Figure 2.

Mechanistic requirements for the induction of NETosis by low-dose radiation. A and C, NETosis assessment by SYTOX Green staining and confocal microscopy of cultured neutrophils isolated from the blood of healthy human donors (A), heavy-burden patients with cancer (B), or the BM of 4T1 tumor–bearing mice (C) ex vivo treated with 0.5 Gy of γ-radiation and the indicated pharmacologic inhibitors. D, NETosis assessment of healthy donor neutrophils treated with 0.5 Gy of γ-radiation and the indicated doses of antioxidant molecules. E, Human neutrophils were ex vivo treated with 0.5 Gy of γ-radiation, and 0.5 mmol/L of NAC was added or washed from the neutrophil cultures at the indicated time points. Then, cells were incubated for up to 4 hours, and NETs were quantified by SYTOX Green staining.
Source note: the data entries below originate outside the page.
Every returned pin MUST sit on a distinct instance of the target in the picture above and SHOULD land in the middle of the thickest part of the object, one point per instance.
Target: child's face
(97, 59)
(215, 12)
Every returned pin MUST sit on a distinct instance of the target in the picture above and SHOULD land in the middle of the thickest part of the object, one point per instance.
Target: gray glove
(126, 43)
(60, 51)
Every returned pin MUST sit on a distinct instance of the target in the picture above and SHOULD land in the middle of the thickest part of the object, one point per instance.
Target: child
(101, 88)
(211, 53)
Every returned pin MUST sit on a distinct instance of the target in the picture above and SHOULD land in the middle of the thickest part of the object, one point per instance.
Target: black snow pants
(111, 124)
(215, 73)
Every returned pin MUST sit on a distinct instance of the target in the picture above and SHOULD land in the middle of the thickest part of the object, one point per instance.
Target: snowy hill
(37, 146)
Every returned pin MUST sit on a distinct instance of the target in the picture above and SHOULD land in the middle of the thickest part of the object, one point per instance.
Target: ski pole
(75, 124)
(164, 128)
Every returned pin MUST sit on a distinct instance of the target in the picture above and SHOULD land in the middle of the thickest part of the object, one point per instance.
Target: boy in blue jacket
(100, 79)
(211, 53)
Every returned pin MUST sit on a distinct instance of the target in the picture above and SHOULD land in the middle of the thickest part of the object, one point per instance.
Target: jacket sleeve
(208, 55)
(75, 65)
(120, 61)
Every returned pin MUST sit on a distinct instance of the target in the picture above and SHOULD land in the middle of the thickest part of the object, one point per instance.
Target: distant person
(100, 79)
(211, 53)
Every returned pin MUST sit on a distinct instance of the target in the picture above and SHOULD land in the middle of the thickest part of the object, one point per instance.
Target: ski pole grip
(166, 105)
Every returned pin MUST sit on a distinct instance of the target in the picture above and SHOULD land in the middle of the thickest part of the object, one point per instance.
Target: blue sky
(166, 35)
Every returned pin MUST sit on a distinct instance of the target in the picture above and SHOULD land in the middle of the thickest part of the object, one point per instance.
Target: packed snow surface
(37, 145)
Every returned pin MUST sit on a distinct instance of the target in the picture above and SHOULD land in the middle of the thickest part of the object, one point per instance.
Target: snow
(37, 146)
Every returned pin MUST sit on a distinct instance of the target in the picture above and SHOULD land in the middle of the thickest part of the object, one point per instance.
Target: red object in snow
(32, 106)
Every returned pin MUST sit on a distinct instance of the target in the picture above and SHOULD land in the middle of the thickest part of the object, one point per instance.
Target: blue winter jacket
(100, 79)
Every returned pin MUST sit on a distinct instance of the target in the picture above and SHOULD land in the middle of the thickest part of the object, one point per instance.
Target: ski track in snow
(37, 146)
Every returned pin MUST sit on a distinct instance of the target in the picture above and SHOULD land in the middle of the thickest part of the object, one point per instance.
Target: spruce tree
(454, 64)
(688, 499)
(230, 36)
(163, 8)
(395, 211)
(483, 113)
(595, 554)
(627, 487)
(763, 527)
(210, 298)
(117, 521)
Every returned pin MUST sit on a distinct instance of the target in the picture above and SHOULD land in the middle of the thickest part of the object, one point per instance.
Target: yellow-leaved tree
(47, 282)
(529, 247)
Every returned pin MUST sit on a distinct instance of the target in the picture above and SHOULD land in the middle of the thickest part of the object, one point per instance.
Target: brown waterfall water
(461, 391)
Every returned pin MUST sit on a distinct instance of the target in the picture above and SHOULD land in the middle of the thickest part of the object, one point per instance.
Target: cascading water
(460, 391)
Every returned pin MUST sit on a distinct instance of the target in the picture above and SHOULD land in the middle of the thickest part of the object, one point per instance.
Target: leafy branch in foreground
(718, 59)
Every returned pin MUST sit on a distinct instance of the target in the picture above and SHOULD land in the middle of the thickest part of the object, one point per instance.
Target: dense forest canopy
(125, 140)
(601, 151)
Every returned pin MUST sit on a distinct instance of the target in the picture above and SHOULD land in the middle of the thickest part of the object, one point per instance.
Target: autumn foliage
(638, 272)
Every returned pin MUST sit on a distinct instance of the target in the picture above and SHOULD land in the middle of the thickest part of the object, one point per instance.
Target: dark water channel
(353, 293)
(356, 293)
F, ROS production assessments using Amplex red staining of neutrophils treated with the indicated γ-radiation doses over time. Dotted lines represent neutrophils treated with 0.5 mmol/L of NAC in addition to γ-radiation. NETosis assessment on human neutrophils treated with increasing concentrations of NADPH oxidase inhibitor DPI (G) or 0.1 µmol/L DPI when receiving increasing doses of γ-radiation (H). I, NETosis assessments of healthy donor neutrophils treated with 0.5 Gy of γ-radiation and the indicated concentrations of NADPH oxidase inhibitors. J, Human neutrophils were treated with 0.5 Gy of γ-radiation, and 0.1 µmol/L DPI was added or washed from the neutrophil cultures at the indicated time points as shown in (E). Kruskal–Wallis tests followed by post hoc tests were performed for multiple comparisons and Mann–Whitney U-tests for side-by-side comparisons. Differentially colored dots represent individual donors or individual mice.